# Create a GCS Sink Connector

> For the complete documentation index, see [llms.txt](https://docs.redpanda.com/llms.txt). Component-specific: [cloud-data-platform-full.txt](https://docs.redpanda.com/cloud-data-platform-full.txt)

---
title: Create a GCS Sink Connector
latest-operator-version: v26.1.4
latest-console-tag: v3.7.3
latest-connect-version: 4.93.0
latest-redpanda-tag: v26.1.9
docname: managed-connectors/create-gcs-connector
page-component-name: cloud-data-platform
page-version: master
page-component-version: master
page-component-title: Cloud
page-relative-src-path: managed-connectors/create-gcs-connector.adoc
page-edit-url: https://github.com/redpanda-data/cloud-docs/edit/main/modules/develop/pages/managed-connectors/create-gcs-connector.adoc
description: Use the Redpanda Cloud UI to create a GCS Sink Connector.
page-git-created-date: "2024-06-06"
page-git-modified-date: "2025-08-05"
---

<!-- Source: https://docs.redpanda.com/cloud-data-platform/develop/managed-connectors/create-gcs-connector.md -->

> ❗ **IMPORTANT**
>
> -   To enable this feature, contact [Redpanda Support](https://support.redpanda.com/hc/en-us/requests/new). To disable this feature, see [Disable Kafka Connect](https://docs.redpanda.com/cloud-data-platform/develop/managed-connectors/disable-kc/).
>
> -   Redpanda Support does not manage or monitor Kafka Connect. For fully-supported connectors, consider [Redpanda Connect](https://docs.redpanda.com/cloud-data-platform/develop/connect/about/).
>
> -   When Kafka Connect is enabled, there is a dedicated node running even when no connectors are deployed.

The Google Cloud Storage (GCS) Sink connector stores Redpanda messages in a Google Cloud Storage bucket.

## [](#prerequisites)Prerequisites

Before you can create a GCS Sink connector in the Redpanda Cloud, you must:

1.  Create a [Google Cloud](https://cloud.google.com/) account.
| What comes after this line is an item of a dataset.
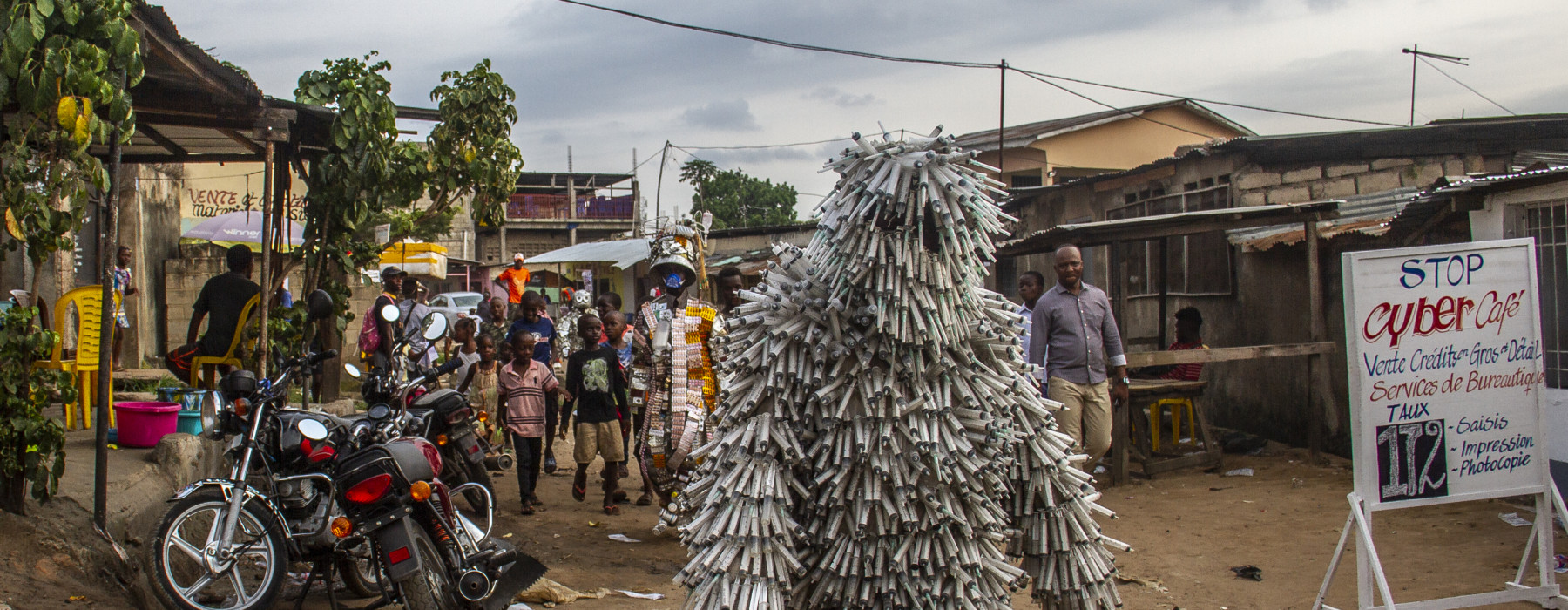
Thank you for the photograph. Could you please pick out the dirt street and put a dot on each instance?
(1187, 527)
2.  [Create a service account](https://cloud.google.com/iam/docs/service-accounts-create) that will be used to connect to the GCS service.

3.  [Create a service account key](https://cloud.google.com/iam/docs/keys-create-delete) and download it.

4.  Create a [custom role](https://cloud.google.com/iam/docs/creating-custom-roles), which must have the following permissions:

    -   `storage.objects.create` to create items in the GCS bucket

    -   `storage.objects.delete` to overwrite items in the GCS bucket


5.  [Create a GCS bucket](https://cloud.google.com/storage/docs/creating-buckets) to which to send data.

6.  [Grant permissions](https://cloud.google.com/storage/docs/access-control/using-iam-permissions) to the bucket your created for your service account. Use the role created in step 4.


## [](#limitations)Limitations

The GCS Sink connector has the following limitations:

-   You can use only the `STRING` and `BYTES` input formats for `CSV` output format.

-   You can use only the `PARQUET` format when your messages contain schema.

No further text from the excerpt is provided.